The company needs to be monitored by the client's family or a friend. In our case, Mum was loath to lose Marie, with whom she had struck up a friendship. In the case of a company that we used later, however, I was constantly seeking to have one person lead the operation, to ensure that the routine was done the same way; that things were put away when the carer left; and that the team dealing with Mum should consist of a small, stable number of faces. This was not always the case, which caused great distress.


A NUMBER of lessons can be drawn from our family's experiences. The first is the need for the vulnerable person to have someone acting as an advocate, to stand up for him or her when dealing with the care company, and with social and medical services.

A distinction needs to be drawn between people who fund themselves, and those for whom the local authority picks up the bill. The amounts can be horrendous. The final four-visits-a-day bill was £800 per week. Recent recommendations suggesting a cap on care-spending by individuals would be welcomed by many.

There should also be more concern for the carers. Relatives often say that they feel unsupported, and overwhelmed by the pressure of looking after a member of their family, particularly if they are trying to keep a job going at the same time - often, such people have to give up their jobs. Research conducted by YouGov for Carers UK in February 2013 found that 2.3 million people had given up work to care for an elderly parent, or a disabled or ill family member. This is said to have cost the Exchequer £5.3 billion in lost tax revenues, on top of the additional benefit costs.

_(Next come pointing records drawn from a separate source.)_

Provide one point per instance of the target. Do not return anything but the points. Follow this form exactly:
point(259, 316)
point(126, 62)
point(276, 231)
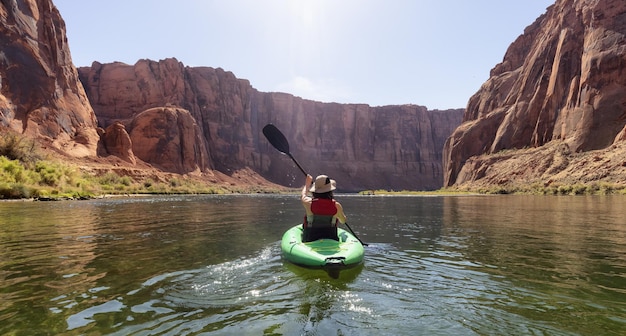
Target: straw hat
point(323, 184)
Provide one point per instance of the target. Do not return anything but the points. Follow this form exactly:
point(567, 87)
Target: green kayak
point(345, 253)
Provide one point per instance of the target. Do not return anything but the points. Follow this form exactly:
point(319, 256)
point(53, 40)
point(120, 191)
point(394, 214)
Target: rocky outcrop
point(561, 81)
point(363, 147)
point(169, 139)
point(201, 120)
point(40, 94)
point(117, 142)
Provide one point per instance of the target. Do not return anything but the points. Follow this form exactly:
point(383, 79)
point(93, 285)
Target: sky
point(434, 53)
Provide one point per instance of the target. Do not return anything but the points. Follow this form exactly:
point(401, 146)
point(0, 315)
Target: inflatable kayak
point(345, 253)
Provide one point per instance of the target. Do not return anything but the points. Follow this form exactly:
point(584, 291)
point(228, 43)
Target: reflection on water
point(184, 265)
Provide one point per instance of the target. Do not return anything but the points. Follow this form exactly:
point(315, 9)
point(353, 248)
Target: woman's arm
point(306, 200)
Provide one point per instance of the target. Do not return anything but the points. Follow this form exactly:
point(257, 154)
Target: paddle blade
point(276, 138)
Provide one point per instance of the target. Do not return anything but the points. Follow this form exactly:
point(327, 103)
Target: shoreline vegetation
point(25, 173)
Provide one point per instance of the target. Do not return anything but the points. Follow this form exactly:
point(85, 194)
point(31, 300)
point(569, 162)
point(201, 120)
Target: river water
point(211, 265)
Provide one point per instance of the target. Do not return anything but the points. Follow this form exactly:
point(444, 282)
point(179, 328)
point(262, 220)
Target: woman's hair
point(326, 195)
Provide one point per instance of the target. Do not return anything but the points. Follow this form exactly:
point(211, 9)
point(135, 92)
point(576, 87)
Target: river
point(211, 265)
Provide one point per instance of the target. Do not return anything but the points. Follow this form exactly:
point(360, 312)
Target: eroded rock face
point(40, 94)
point(117, 142)
point(562, 80)
point(170, 139)
point(363, 147)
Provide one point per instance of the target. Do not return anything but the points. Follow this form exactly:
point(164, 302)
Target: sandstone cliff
point(201, 121)
point(363, 147)
point(561, 83)
point(40, 94)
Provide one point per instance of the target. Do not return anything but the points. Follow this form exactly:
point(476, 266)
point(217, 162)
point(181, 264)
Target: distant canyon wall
point(563, 80)
point(363, 147)
point(40, 94)
point(198, 120)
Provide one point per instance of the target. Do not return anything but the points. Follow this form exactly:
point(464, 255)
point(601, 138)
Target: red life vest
point(323, 207)
point(323, 212)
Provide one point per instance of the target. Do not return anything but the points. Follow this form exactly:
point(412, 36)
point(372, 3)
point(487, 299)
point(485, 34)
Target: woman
point(322, 211)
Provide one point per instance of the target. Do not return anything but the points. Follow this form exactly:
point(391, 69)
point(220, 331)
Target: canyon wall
point(363, 147)
point(562, 83)
point(40, 94)
point(200, 120)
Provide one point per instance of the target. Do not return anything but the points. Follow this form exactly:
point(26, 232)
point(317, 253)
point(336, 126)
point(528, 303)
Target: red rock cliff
point(563, 80)
point(363, 147)
point(40, 94)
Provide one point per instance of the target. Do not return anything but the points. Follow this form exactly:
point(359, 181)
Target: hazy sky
point(434, 53)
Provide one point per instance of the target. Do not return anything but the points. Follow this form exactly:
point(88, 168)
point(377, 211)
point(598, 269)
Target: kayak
point(345, 253)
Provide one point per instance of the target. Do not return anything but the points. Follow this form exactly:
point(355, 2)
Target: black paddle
point(278, 140)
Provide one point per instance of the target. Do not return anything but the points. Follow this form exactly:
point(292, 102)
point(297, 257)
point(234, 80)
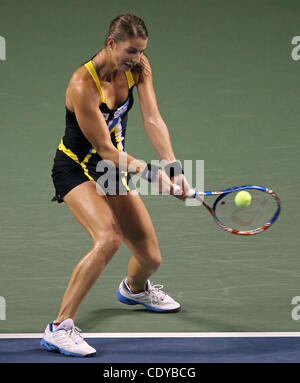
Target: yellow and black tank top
point(76, 146)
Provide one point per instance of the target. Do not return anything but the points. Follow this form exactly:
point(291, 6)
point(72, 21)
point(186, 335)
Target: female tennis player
point(98, 99)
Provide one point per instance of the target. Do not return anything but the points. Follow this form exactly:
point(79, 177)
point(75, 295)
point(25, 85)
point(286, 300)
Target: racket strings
point(258, 213)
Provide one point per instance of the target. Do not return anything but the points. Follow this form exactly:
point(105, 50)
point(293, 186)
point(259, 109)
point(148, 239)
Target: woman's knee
point(107, 243)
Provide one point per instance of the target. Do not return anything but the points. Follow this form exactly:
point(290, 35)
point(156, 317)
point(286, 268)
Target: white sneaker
point(153, 298)
point(66, 339)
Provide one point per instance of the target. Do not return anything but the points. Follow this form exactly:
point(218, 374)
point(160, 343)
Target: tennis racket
point(261, 214)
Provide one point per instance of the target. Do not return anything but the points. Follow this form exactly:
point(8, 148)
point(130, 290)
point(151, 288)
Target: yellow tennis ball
point(243, 198)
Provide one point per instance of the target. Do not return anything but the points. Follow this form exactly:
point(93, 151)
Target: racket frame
point(222, 193)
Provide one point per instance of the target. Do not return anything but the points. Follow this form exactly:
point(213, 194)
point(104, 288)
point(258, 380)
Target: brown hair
point(127, 26)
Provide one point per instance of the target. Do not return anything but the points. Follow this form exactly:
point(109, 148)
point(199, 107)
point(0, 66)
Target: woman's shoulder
point(142, 70)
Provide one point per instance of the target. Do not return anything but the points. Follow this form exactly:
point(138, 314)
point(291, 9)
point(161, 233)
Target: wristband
point(150, 172)
point(173, 169)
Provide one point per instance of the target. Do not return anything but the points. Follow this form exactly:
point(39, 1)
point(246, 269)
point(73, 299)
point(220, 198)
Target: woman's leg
point(140, 237)
point(96, 216)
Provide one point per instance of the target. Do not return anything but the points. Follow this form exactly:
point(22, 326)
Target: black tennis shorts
point(67, 174)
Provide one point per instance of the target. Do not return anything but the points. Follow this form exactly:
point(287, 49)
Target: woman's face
point(126, 54)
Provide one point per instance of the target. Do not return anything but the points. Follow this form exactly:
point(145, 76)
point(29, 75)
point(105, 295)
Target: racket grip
point(191, 193)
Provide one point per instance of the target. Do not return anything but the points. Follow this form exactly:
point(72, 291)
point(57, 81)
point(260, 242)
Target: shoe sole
point(51, 347)
point(129, 301)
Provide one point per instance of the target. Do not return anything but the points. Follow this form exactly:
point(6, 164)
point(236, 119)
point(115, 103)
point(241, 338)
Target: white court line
point(165, 335)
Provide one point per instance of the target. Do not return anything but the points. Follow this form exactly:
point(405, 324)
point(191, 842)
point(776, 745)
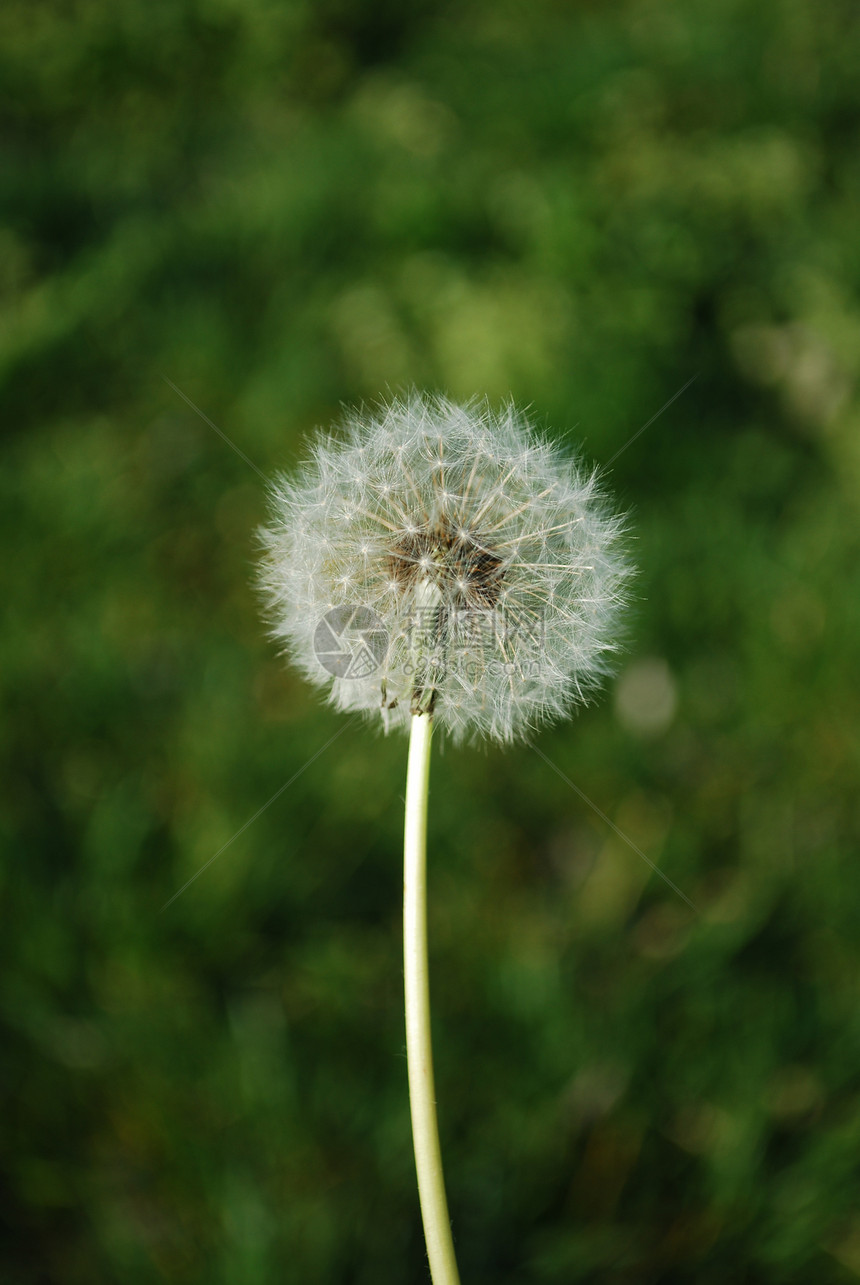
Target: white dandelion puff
point(442, 564)
point(465, 566)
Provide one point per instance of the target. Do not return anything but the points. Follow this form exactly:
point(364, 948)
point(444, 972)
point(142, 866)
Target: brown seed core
point(464, 569)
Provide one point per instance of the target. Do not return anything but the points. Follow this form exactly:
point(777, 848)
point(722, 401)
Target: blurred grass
point(283, 207)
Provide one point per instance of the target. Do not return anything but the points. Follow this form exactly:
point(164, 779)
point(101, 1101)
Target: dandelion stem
point(419, 1054)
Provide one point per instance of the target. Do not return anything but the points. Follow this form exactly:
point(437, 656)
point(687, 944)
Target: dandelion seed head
point(489, 559)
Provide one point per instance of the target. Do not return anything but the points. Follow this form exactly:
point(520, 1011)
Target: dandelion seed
point(442, 564)
point(454, 527)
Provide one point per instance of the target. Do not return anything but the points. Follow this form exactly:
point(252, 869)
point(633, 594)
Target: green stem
point(419, 1055)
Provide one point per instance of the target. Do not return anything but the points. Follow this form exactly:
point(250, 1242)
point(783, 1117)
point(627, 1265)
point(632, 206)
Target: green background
point(284, 207)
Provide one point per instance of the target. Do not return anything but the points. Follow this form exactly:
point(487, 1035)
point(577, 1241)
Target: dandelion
point(442, 566)
point(482, 566)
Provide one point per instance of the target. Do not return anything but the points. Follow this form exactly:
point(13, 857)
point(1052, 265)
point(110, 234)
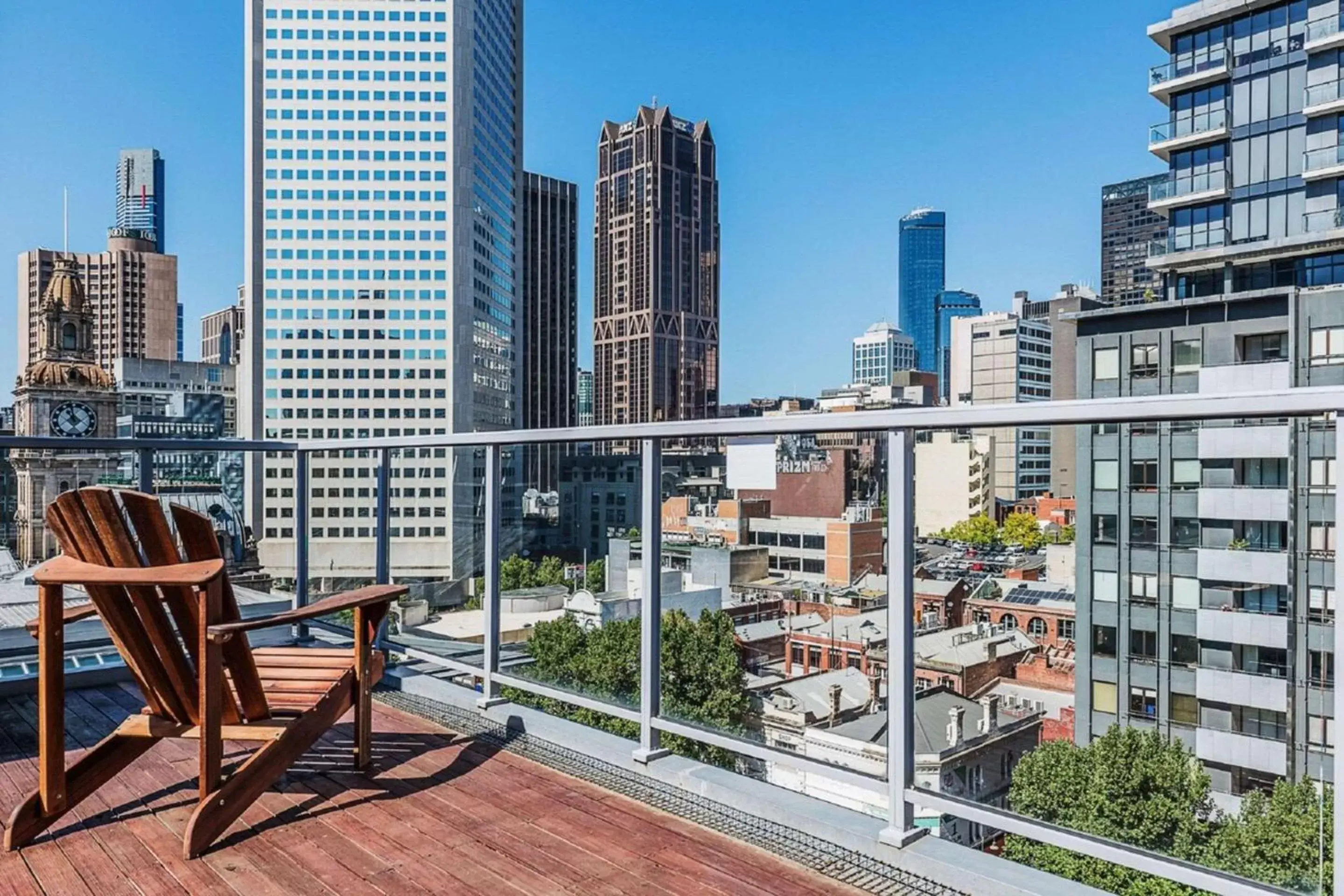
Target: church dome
point(65, 289)
point(76, 374)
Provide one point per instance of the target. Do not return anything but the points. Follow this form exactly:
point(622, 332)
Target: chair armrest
point(72, 614)
point(66, 570)
point(371, 595)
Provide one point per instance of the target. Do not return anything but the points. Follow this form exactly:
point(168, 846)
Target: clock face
point(73, 420)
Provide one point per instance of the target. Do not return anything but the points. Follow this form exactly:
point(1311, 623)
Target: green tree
point(595, 578)
point(700, 675)
point(552, 571)
point(1276, 837)
point(978, 530)
point(518, 573)
point(1131, 786)
point(1022, 528)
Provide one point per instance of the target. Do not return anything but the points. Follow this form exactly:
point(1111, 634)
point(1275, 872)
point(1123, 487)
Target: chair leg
point(91, 771)
point(225, 805)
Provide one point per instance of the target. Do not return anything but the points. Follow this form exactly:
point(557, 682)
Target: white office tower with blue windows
point(384, 171)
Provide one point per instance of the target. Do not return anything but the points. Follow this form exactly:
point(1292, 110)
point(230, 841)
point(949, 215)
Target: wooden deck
point(437, 814)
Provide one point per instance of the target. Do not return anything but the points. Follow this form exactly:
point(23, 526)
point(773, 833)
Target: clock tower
point(65, 394)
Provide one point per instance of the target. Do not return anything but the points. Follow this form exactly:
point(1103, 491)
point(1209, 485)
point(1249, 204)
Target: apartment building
point(1206, 551)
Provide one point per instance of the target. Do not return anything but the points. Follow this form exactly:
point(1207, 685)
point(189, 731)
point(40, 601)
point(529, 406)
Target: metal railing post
point(382, 539)
point(651, 609)
point(1339, 653)
point(901, 638)
point(146, 472)
point(491, 600)
point(300, 629)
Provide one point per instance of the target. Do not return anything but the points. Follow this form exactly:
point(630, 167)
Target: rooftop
point(969, 645)
point(437, 813)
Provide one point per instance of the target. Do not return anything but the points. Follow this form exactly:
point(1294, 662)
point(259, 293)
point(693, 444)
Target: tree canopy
point(1143, 789)
point(700, 675)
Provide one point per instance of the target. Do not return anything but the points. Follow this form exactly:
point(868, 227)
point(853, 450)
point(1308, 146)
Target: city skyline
point(851, 246)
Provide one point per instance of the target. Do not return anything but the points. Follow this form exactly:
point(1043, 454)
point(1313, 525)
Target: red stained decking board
point(436, 814)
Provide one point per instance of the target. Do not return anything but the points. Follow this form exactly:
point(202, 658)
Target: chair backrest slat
point(70, 525)
point(199, 543)
point(156, 543)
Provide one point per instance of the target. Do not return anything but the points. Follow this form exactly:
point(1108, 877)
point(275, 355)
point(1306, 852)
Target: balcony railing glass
point(619, 645)
point(1320, 94)
point(1187, 186)
point(1314, 222)
point(1214, 60)
point(1187, 127)
point(1323, 158)
point(1322, 28)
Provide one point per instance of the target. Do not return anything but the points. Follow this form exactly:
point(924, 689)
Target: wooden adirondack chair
point(176, 624)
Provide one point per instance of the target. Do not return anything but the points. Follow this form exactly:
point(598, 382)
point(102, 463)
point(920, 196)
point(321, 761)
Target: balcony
point(1250, 377)
point(1226, 565)
point(1323, 100)
point(1242, 442)
point(1323, 163)
point(1244, 751)
point(1320, 222)
point(417, 823)
point(1187, 190)
point(511, 821)
point(1233, 626)
point(1244, 504)
point(1324, 34)
point(1242, 688)
point(1167, 138)
point(1183, 74)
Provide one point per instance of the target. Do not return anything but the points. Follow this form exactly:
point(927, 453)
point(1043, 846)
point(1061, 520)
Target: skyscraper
point(924, 262)
point(656, 264)
point(1128, 227)
point(131, 291)
point(140, 194)
point(550, 316)
point(384, 179)
point(949, 305)
point(585, 398)
point(1206, 550)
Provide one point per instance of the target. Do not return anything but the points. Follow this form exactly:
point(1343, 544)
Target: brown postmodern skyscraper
point(656, 272)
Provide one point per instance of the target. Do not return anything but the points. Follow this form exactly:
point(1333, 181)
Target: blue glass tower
point(923, 274)
point(140, 193)
point(949, 305)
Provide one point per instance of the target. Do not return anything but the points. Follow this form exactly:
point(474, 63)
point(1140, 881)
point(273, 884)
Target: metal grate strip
point(839, 863)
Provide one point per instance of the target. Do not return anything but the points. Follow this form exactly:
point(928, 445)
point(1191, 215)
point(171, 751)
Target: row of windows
point(318, 273)
point(361, 74)
point(350, 15)
point(347, 294)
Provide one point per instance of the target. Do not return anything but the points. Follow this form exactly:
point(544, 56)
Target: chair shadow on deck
point(323, 778)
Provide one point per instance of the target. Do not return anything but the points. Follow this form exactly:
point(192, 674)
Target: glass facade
point(386, 182)
point(924, 262)
point(140, 194)
point(949, 305)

One of the problems is that the ability of families to provide voluntary support is taken for granted. The Generation Strain, a report published by the Institute for Public Policy Research in April, argued that soon (by 2017 was the estimate), there will not be enough family members to deal with all those who require support.


PROFESSIONAL care workers do vital, skilled work, which should be valued by society. They should not be on the minimum wage and casual contracts: they should be salaried, with decent pay and conditions of employment, such as holidays and sick pay. This would change the care sector overnight. The present system of bringing in people, giving them a little training, and exploiting them to the point of burn-out is no way to run a system.

A wider question must be whether care can ever properly be conducted by private-sector companies, whose concern at the end of the day is profit, and return to shareholders. The ethos of caring does not sit easily with their bottom-line economics. A state-run system is unlikely to prove popular with the current Government, however, especially against the background of continuing cuts in public spending. More non-profit organisations and charities operating in the sector would help.

As a whole, there needs to be a more accurate assessment of what the care requirements of an ageing population are, and what systems could be put in place to cope with this. It is certain that the present system is not working.

Paul Donovan is a freelance writer with a particular interest in social affairs.